Highlights
- Revenue Boom: Total revenue surged 32.15% to $100.79 million, driven by North American performance.
- Profit Growth: Net profit soared 42.7% to a record $51.7 million.
- Dividend Increase: Fully franked interim dividend up 38.9% to 25 cents per share.
Shares of Pro Medicus Limited (ASX:PME) traded 4.74% lower at $274.64 on Thursday following the release of its half-year results. The health imaging technology leader posted positive revenue and profit growth, reinforcing its dominant position in the medical imaging sector.
For the six months ending 31 December 2024, Pro Medicus achieved total revenue growth of 32.15% to $100.79 million, with revenue from ordinary activities climbing 31.1% to $97.2 million. The impressive performance was primarily driven by its North American segment, which saw revenue rise 34.6% to $86.4 million following the completion of major contract implementations.
The company also saw modest growth in Europe (0.8%) and Australia (10.8%), with the latter benefitting from the renewal of a five-year contract extension with a large Australian Radiology Network.
Profitability Strengthens as Margins Expand
Pro Medicus’ EBIT margin expanded from 66% to 72%, reflecting improved operational efficiency and revenue growth. This translated into a 42.9% surge in underlying profit before tax to $69.9 million and a 42.7% increase in net profit to a record $51.7 million.
Earnings per share (EPS) also jumped 42.7% to 49.53 cents, surpassing market expectations of 47.7 cents per share.

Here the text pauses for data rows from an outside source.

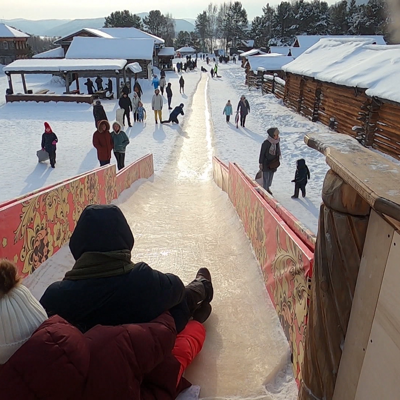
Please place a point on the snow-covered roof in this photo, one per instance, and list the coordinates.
(186, 49)
(134, 67)
(296, 51)
(106, 48)
(306, 41)
(48, 65)
(58, 52)
(130, 33)
(252, 53)
(248, 43)
(7, 31)
(167, 51)
(354, 64)
(268, 62)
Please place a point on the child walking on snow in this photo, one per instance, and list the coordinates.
(301, 178)
(228, 110)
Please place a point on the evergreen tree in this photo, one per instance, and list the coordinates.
(202, 28)
(123, 19)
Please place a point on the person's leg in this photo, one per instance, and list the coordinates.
(188, 344)
(296, 191)
(197, 292)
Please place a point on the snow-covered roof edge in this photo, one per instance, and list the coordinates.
(352, 63)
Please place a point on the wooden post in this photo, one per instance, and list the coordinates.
(24, 83)
(342, 229)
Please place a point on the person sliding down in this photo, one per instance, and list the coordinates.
(173, 117)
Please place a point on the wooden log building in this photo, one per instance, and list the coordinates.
(349, 86)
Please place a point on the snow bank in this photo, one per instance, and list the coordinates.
(352, 63)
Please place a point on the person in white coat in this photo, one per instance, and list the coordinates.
(156, 105)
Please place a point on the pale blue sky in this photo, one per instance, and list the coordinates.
(74, 9)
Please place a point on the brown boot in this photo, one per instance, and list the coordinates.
(203, 275)
(202, 313)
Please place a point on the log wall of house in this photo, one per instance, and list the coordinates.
(293, 92)
(341, 108)
(374, 122)
(386, 136)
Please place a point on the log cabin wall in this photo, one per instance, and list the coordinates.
(293, 92)
(344, 105)
(386, 137)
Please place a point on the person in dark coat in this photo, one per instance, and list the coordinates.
(168, 91)
(99, 83)
(105, 287)
(138, 89)
(48, 358)
(49, 141)
(126, 104)
(103, 143)
(173, 117)
(90, 86)
(269, 157)
(99, 113)
(181, 85)
(244, 109)
(301, 178)
(109, 85)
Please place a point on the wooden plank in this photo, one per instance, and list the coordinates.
(372, 267)
(381, 370)
(373, 176)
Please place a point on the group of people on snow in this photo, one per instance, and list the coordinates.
(111, 329)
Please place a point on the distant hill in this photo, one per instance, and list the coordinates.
(62, 27)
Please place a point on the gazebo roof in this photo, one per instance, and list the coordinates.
(111, 48)
(61, 65)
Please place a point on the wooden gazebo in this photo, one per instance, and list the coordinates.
(69, 69)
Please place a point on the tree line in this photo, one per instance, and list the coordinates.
(279, 25)
(225, 25)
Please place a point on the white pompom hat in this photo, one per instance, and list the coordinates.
(20, 315)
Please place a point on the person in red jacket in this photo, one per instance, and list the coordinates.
(103, 143)
(48, 358)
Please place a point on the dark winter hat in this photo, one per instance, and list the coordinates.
(101, 228)
(271, 131)
(47, 128)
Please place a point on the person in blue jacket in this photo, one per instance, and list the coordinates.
(155, 82)
(49, 141)
(120, 141)
(173, 117)
(228, 110)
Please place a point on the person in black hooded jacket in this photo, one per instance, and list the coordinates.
(106, 287)
(301, 178)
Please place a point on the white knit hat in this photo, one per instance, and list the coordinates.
(20, 315)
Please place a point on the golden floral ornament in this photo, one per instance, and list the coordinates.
(38, 246)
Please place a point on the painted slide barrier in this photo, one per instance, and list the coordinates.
(35, 226)
(286, 261)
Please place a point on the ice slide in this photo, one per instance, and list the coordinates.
(182, 221)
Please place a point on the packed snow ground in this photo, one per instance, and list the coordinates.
(22, 127)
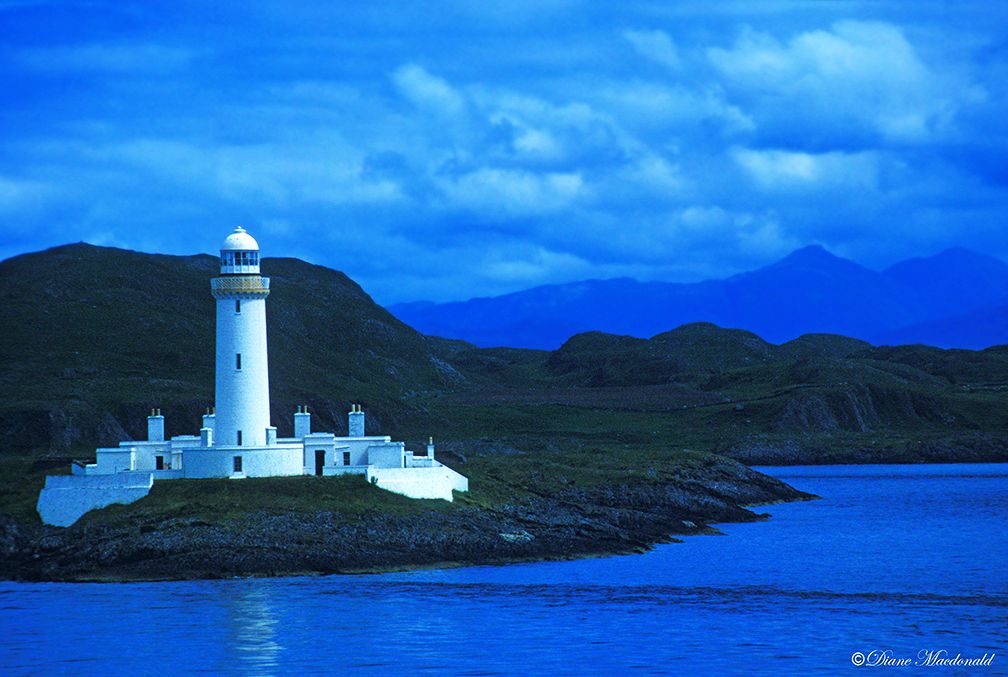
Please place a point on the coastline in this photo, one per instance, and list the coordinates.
(574, 523)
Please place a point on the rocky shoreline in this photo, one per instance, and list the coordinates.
(572, 523)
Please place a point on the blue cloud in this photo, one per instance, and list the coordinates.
(463, 152)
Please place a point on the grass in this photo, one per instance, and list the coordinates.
(222, 501)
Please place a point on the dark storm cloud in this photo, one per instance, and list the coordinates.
(467, 151)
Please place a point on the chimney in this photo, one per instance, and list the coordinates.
(155, 426)
(302, 422)
(356, 424)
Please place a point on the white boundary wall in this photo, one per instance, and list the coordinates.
(67, 497)
(419, 483)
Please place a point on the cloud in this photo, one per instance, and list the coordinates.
(495, 192)
(482, 151)
(855, 78)
(654, 44)
(428, 92)
(781, 169)
(122, 57)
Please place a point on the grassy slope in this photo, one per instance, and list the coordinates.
(98, 336)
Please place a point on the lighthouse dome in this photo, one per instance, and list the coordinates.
(240, 241)
(240, 254)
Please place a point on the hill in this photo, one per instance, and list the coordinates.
(809, 291)
(97, 336)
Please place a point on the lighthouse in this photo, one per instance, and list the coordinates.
(242, 378)
(238, 441)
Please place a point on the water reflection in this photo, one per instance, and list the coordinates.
(252, 625)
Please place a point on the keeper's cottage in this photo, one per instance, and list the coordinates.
(237, 439)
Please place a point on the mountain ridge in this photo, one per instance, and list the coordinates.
(810, 290)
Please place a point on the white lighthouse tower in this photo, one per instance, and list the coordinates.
(242, 385)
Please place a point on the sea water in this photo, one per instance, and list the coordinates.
(893, 559)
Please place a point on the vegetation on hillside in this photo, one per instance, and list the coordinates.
(97, 336)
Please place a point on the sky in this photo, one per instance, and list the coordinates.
(444, 150)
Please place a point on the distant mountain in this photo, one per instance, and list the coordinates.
(95, 336)
(809, 291)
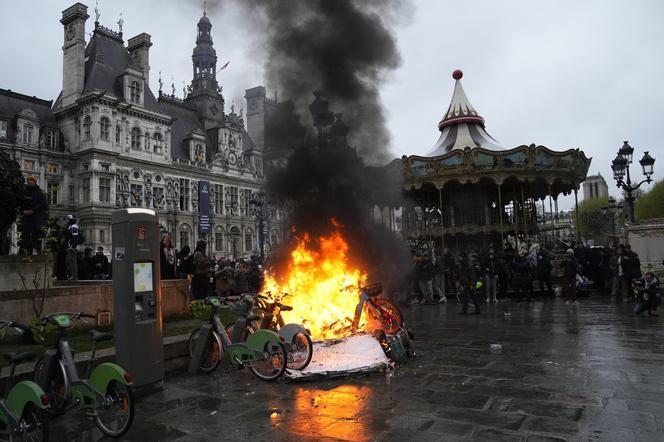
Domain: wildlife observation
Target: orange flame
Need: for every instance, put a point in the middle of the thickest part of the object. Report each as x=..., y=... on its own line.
x=322, y=285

The company’s robust financial position, with $182.3 million in cash and no debt, enabled a 38.9% increase in its interim dividend to 25 cents per share—beating analysts’ expectations of 24.2 cents per share.
Growth Outlook: Expanding Global Footprint
Looking ahead, Pro Medicus is actively pursuing further expansion in North America, Germany, and Australia, targeting academic hospitals, integrated delivery networks, and private imaging centers.
With a growing number of contract opportunities and continued margin expansion, the company remains well-positioned for sustained growth.